Forum ouvert le 25 novembre 2004 :

Après le monopole des notaires

L'application des règles du droit européen de la concurrence va avoir pour conséquence la disparition du notariat français, tel que nous le connaissons actuellement. Que se passera-t-il alors ? Le chaos ?

L'approche de Juris Prudentes

Si la question s'était posée il y a une vingtaine d'années, les craintes auraient été légitimes. En effet, comment remplacer, sans dégâl;ts pour les usagers, des professionnels du droit et leurs collaborateurs qualifiés qui intervenaient dans de nombreux domaines délicats : liquidation-partage de communauté et succession, déclaration de succession complexe, montage de programme immobilier, bail à construction ou crédit-bail, location-gérance de fonds de commerce, constitution de société familiale, etc.

Aujourd'hui ces tâl;ches ne sont plus pratiquées ou ne sont plus pensées par les notaires. Le notaire produit des actes, essentiellement des actes de l'immobilier, au moyen d'un logiciel fourni par des firmes étrangères à la profession.

Pour remplacer un notaire de cette nouvelle vague, par exemple si le tarif de la profession était modifié pour permettre le dépôt aux minutes des études sans frais injustifiés, il ne faudrait que la qualification de professionnel du droit, si la prestation doit être rémunérée, et acheter un logiciel de traitement des actes notariés. Mais bien sûr, on peut avoir une autre ambition que de presser sur une touche d'ordinateur pour "sortir" un acte.

 

S. C. 28 novembre 2004

La pratique notariale vit depuis quelques années un appauvrissement intellectuel navrant. Le notariat est en crise. En crise d'intelligence, en crise de compétence, en déficit d'analyse et d'enthousiasme et l'élan que lui donne le boom de l'immobilier n'a qu'un effet retardateur d'une échéance cruciale.

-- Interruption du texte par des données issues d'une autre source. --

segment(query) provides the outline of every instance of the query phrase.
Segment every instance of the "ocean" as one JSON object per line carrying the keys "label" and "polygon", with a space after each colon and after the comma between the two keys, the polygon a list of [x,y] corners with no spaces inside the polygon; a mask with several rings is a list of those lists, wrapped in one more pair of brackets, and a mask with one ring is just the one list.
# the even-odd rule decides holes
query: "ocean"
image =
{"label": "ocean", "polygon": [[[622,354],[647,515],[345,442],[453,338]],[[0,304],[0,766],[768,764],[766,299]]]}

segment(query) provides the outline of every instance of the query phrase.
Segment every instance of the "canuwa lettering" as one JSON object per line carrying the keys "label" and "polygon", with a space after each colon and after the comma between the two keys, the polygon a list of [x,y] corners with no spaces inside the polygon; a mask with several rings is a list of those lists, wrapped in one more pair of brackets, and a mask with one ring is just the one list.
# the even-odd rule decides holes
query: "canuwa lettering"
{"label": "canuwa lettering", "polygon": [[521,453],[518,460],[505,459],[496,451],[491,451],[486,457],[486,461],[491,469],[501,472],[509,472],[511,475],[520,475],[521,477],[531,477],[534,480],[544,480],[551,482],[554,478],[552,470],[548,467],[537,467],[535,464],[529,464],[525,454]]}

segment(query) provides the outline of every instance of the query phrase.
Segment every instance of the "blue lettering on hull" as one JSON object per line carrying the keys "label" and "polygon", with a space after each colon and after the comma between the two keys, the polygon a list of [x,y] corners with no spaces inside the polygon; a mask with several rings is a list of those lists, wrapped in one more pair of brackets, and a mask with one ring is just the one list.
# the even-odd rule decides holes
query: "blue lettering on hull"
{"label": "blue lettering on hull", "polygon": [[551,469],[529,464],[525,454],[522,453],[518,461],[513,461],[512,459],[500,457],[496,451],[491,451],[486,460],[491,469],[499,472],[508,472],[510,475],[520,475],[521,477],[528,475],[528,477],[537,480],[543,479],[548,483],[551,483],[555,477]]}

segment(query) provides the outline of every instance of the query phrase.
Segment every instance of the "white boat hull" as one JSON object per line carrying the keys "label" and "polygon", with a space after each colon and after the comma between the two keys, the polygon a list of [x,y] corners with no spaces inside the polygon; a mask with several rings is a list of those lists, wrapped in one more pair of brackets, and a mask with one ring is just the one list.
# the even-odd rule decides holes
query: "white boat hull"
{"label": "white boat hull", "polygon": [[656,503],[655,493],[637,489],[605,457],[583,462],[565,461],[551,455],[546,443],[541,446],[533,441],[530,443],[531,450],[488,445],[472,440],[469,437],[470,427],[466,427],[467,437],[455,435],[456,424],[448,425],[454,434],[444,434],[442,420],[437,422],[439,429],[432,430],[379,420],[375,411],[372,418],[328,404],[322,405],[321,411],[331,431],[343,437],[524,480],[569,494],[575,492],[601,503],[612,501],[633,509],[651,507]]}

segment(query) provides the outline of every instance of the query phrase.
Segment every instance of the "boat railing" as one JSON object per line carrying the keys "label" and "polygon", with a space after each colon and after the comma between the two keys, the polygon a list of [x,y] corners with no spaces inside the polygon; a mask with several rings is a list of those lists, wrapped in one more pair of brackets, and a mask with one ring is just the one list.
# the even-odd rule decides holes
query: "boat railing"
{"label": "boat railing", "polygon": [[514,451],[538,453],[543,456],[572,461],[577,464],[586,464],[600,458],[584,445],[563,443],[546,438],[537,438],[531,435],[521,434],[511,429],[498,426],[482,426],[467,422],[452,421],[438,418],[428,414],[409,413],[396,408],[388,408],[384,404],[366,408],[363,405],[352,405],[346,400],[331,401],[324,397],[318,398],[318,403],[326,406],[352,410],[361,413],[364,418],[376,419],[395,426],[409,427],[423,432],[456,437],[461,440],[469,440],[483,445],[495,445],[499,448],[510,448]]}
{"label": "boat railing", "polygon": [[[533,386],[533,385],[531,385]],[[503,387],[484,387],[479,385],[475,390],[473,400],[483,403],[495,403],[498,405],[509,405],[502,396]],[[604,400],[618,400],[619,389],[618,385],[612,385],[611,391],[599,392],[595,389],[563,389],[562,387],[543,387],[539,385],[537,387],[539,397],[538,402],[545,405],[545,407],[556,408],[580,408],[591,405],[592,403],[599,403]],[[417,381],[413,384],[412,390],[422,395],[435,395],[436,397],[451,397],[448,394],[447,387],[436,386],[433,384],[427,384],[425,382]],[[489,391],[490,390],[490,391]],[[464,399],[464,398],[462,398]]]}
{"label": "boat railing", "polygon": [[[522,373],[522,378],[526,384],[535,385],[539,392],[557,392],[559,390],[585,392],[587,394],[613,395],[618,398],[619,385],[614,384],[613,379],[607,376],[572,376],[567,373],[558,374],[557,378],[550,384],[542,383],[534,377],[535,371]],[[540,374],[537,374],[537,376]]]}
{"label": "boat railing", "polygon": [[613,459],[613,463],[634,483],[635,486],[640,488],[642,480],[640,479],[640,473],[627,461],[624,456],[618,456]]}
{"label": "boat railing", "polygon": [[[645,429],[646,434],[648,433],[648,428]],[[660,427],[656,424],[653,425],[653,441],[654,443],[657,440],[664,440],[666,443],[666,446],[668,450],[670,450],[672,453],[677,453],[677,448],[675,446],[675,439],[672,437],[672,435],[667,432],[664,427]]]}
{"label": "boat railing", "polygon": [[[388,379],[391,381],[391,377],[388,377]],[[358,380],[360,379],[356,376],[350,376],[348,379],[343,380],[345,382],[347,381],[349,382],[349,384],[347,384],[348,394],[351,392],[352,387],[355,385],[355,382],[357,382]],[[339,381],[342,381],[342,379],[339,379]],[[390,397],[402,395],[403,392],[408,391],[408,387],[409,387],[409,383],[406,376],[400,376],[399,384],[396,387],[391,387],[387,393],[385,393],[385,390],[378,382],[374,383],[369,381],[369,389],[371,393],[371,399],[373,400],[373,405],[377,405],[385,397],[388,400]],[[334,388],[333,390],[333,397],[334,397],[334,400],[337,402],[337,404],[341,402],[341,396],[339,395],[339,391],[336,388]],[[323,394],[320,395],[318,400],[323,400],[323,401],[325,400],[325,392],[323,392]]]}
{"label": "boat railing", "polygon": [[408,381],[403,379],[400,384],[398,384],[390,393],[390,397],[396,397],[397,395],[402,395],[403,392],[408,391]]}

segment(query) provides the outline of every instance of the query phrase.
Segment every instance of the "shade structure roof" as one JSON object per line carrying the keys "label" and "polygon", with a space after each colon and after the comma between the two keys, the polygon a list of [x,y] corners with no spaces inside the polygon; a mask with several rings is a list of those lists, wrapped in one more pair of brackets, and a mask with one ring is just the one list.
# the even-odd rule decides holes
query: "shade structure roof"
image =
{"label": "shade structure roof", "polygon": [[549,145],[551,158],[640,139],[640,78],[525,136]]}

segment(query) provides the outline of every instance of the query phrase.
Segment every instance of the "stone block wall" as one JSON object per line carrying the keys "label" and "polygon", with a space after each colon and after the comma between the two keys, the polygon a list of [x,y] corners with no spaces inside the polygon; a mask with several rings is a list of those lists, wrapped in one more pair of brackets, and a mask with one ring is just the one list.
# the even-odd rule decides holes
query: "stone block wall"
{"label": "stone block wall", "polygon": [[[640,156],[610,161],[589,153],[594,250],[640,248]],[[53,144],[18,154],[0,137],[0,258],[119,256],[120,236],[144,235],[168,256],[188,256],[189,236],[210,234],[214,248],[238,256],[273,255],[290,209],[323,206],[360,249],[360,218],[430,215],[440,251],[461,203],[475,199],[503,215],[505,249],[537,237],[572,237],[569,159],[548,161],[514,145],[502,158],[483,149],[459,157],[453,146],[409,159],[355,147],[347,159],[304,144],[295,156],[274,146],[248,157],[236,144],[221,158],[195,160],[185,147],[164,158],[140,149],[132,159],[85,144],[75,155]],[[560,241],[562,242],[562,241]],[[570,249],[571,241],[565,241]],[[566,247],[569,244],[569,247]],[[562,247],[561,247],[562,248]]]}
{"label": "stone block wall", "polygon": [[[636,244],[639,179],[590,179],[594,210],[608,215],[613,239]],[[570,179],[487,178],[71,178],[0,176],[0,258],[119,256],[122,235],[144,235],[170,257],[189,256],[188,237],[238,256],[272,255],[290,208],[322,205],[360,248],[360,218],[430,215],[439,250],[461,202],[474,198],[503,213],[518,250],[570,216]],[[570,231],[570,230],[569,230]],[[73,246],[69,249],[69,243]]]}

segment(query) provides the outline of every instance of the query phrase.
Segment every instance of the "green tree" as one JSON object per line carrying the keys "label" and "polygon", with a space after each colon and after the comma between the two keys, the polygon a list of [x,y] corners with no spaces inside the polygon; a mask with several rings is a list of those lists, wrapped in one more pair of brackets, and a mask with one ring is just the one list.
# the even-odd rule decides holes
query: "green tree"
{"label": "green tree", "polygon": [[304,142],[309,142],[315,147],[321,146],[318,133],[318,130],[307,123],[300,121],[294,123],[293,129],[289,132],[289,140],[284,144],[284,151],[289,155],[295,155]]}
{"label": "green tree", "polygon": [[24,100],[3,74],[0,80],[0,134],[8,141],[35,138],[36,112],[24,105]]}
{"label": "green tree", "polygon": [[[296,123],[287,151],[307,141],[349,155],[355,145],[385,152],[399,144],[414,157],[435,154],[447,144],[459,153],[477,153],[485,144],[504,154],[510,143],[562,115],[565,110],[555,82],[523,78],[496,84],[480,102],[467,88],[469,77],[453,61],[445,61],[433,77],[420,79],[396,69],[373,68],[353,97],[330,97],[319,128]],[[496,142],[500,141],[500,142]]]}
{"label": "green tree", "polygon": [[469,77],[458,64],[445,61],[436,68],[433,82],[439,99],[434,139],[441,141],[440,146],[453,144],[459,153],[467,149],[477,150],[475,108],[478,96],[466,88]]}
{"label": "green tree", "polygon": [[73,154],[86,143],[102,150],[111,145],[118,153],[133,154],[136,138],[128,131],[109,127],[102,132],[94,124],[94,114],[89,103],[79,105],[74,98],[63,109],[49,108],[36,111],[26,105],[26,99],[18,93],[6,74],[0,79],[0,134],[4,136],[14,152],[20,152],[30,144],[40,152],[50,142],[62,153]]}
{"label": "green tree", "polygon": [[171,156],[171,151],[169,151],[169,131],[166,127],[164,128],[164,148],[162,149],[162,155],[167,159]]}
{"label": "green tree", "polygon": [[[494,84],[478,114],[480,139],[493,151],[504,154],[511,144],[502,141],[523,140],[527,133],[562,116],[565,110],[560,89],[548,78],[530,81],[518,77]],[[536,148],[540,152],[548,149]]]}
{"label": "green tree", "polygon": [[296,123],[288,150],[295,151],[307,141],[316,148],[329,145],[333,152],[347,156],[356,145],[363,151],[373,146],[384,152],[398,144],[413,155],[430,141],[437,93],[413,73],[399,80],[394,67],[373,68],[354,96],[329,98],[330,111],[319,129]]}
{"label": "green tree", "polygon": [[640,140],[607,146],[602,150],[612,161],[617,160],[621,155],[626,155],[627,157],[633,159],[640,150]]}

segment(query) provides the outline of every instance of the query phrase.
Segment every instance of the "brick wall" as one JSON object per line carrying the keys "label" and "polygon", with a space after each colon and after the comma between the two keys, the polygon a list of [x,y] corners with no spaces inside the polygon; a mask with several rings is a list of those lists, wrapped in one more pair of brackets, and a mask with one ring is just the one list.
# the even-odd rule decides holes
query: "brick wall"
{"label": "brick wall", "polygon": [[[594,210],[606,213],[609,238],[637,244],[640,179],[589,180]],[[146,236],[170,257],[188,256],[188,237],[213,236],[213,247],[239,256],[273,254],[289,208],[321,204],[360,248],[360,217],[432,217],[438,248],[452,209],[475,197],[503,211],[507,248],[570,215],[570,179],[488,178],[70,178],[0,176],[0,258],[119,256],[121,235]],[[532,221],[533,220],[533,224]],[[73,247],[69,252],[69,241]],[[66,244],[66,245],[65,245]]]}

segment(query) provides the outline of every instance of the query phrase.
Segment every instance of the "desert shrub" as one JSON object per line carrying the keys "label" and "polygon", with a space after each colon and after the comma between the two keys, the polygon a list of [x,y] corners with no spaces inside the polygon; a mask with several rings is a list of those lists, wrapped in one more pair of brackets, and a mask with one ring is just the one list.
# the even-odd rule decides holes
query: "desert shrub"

Intouchables, les notaires peuvent impunément se vautrer dans la facilité, le pré-construit, l'arrogance ou le mépris. Arrogance et mépris car les notaires et leurs organisation n'acceptent pas la critique.

Alors avant de se poser la question de l'avenir du système, il faut s'interroger, sinon sur les raisons de la crise mais du moins sur son origine.

Les gens qui, comme moi, clerc de notaire, ont une pratique dans la profession de plusieurs dizaines d'années, ont vu que les choses ont commencé à mal aller quand, il y a trente ans environ, la pratique de la rédaction des actes est devenue un pratique non pensée et étrangère à la volonté des parties. Lorsque les ciseaux, la colle et la photocopieuse, puis le traitement de texte mal compris et donc mal utilisé, se sont substitués à la réflexion et à une rédaction personnalisée. De façon significative, le coupé-collé pour rédiger les actes s'est accompagné du non remplacement des cadres et techniciens. Aujourd'hui, il suffit de consulter les offres d'emploi, on ne demande plus des praticiens du droit mais des personnes connaissant GenApi, un traitement de texte dont ses promoteurs prétendent qu'il est susceptible de tout faire dans un office notarial.

La dérive est bien trop importante pour imaginer un effet correctif. Alors l'avenir, c'est plus de notariat. Les particuliers et les entrepreneurs rejetteront tout recours aux notaires quand ils disposeront d'une autre offre et cette offre viendra de l'ouverture de la rédaction des actes de l'immobilier et de l'entreprise à d'autres professionnels.

Le notariat ne fait rien fait qui mérite d'être appelé un effort commun ou qui révèle ne serait-ce que la reconnaissance de l'urgence nécessité d'une remise en cause. Ce n'est pas à nous à avoir la préoccupation de son avenir.